"We feel like we have a very talented team, the most talented team in Rays history," Friedman said. "And so with that, we feel confident we'll be able to play competitive, meaningful games in September."
A year ago, Tampa Bay was set to begin the team's first Spring Training in Port Charlotte as the defending American League champions. A year later, the team arrives at its Spring Training home having won 84 games and come up short of the postseason en route to earning the tag of underachievers.
"It is a different feeling," Maddon said. "Last year, I was trying to tone things down a little bit. The 'dig me' month did not help. Coming into this season, getting ourselves back on our feet and understand that we definitely can make it back to the playoffs this year. That's the big thing."
After the 2009 season ended, Maddon looked into the rearview mirror at what happened and he noted that the obvious thing was the Rays need to win 10 to 12 more games in '10 than they did last year. The tough part came when looking at his team and asking, "How am I going to do that?"
Maddon's assessment told him his club needed to "start better and finish better, obviously," and he also plans to stress the need for his team to finish games stronger.
"I want to really point out [to the team] the real fine line, the thin line between winning and losing," Maddon said. "We won 84 games last year, [which was] down from 97 the year before that. You look at a lot of the games we lost, there were easily 10 games that we could have won. And I want our guys to understand and emphasize the little things. To win in our division, you can't get behind Toronto, Baltimore, Boston and New York early and expect to come back."

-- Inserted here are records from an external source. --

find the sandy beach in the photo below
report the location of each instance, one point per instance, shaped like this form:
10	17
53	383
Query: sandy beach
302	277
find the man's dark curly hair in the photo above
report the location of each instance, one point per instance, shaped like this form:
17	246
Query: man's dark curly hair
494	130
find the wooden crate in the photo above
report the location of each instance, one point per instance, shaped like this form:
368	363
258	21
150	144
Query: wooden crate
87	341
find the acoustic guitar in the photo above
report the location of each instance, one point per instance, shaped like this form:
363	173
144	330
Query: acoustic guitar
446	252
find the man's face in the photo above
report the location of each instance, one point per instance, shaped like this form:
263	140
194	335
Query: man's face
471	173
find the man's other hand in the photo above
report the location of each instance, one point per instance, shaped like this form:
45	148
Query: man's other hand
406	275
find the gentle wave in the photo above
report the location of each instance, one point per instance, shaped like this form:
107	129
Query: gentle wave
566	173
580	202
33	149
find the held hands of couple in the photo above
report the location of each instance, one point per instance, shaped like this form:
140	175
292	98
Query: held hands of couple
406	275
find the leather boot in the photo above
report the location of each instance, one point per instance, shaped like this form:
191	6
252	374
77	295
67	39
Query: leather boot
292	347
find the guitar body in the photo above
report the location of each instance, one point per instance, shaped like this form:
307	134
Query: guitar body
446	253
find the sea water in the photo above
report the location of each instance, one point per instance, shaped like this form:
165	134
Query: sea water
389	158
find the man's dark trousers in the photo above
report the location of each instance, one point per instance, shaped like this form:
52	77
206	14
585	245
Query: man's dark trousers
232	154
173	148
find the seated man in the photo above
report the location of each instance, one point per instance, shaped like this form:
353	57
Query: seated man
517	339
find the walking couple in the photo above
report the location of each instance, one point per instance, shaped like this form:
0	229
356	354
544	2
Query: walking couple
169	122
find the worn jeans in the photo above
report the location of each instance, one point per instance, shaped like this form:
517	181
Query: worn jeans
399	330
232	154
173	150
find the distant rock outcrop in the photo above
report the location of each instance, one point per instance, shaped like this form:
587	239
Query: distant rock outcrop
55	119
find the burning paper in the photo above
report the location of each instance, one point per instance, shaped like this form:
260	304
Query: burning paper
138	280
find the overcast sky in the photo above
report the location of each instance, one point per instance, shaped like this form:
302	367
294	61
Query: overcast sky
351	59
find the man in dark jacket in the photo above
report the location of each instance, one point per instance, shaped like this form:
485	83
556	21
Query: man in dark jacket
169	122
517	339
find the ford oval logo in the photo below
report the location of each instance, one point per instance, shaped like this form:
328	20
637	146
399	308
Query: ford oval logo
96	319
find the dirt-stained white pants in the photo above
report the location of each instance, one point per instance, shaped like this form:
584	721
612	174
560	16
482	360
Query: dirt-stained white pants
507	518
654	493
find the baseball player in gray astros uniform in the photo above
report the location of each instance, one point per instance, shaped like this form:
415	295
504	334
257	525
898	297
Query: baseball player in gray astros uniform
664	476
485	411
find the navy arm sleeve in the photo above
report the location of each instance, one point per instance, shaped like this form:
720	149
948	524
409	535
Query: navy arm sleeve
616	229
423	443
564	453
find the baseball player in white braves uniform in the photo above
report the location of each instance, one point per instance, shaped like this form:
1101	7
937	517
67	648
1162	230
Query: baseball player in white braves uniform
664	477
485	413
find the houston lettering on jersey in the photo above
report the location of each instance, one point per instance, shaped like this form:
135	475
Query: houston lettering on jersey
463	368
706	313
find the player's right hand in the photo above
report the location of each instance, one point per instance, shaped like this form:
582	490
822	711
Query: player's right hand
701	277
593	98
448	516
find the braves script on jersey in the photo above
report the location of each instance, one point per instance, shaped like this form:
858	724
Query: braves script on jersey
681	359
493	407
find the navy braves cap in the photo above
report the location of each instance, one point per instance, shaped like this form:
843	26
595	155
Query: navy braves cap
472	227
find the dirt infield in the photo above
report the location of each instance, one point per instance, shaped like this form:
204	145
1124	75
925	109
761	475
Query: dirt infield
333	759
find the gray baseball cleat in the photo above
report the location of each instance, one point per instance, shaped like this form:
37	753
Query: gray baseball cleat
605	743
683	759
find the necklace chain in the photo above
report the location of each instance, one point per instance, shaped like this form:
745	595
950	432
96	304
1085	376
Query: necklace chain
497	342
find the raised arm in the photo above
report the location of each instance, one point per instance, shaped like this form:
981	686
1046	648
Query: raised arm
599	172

Maddon attributed many of the losses to "not doing the little things well," which shaped his view of what needs to be done this spring.
"From my perspective, the emphasis has to go back to fundamentals," Maddon said. "For us to get back to where we want to be, we have to get better at the little things. My expectations are to get back to the playoffs, and my expectations are that we're going to play a better, or more fundamental, game of baseball."
A major consideration for the Rays playing better baseball is the overall health of the team. Friedman said the club had a Wednesday meeting with Ron Porterfield, the team's head athletic trainer, and it was one of the briefest such meetings they have had, which bodes well.
Looking at who will play where, five positions are decided, but the starters at three positions -- catcher, right field and second base -- remain unknown. Friedman declared that the Rays were happy with the catching situation that will include incumbent Dioner Navarro and newcomer Kelly Shoppach.
"We're not looking at that really as a competition, as opposed to two guys capable of helping [the team] win games," Friedman said.
As for second base and right field, Maddon and Friedman weren't as decisive.
Versatile Ben Zobrist appears to be the logical choice at second base, but Maddon pointed out that Tampa Bay does not feel compelled to lock him down at one position. Others in contention for the job include Shawn Rodriguez and Reid Brignac, so the team could head in another direction, which might also affect the right-field situation, if Zobrist is factored into that equation.
If Zobrist is not a possibility in right, the job looks as though it will come down to a platoon between Gabe Kapler and Matt Joyce. But Desmond Jennings, Fernando Perez and Justin Ruggiano could all have a say-so in changing that view.
"Obviously, second base and right field are going to be something that we spend a lot of time sorting through," Friedman said. "We really like the names on paper. So we'll go through and try to figure out how those guys best complement the players around them and put us in a position to score the most runs possible and prevent as many runs as possible."
Despite the fact the team's Opening Day payroll will be approximately $72 million -- high for the Rays -- Friedman understands the economics of keeping the ship from listing. Making the decisions about which players they keep, who they try to sign and who they let go demand that he must always "keep one eye on the future and one eye on the present."
Bill Chastain is a reporter for MLB.com. This story was not subject to the approval of Major League Baseball or its clubs.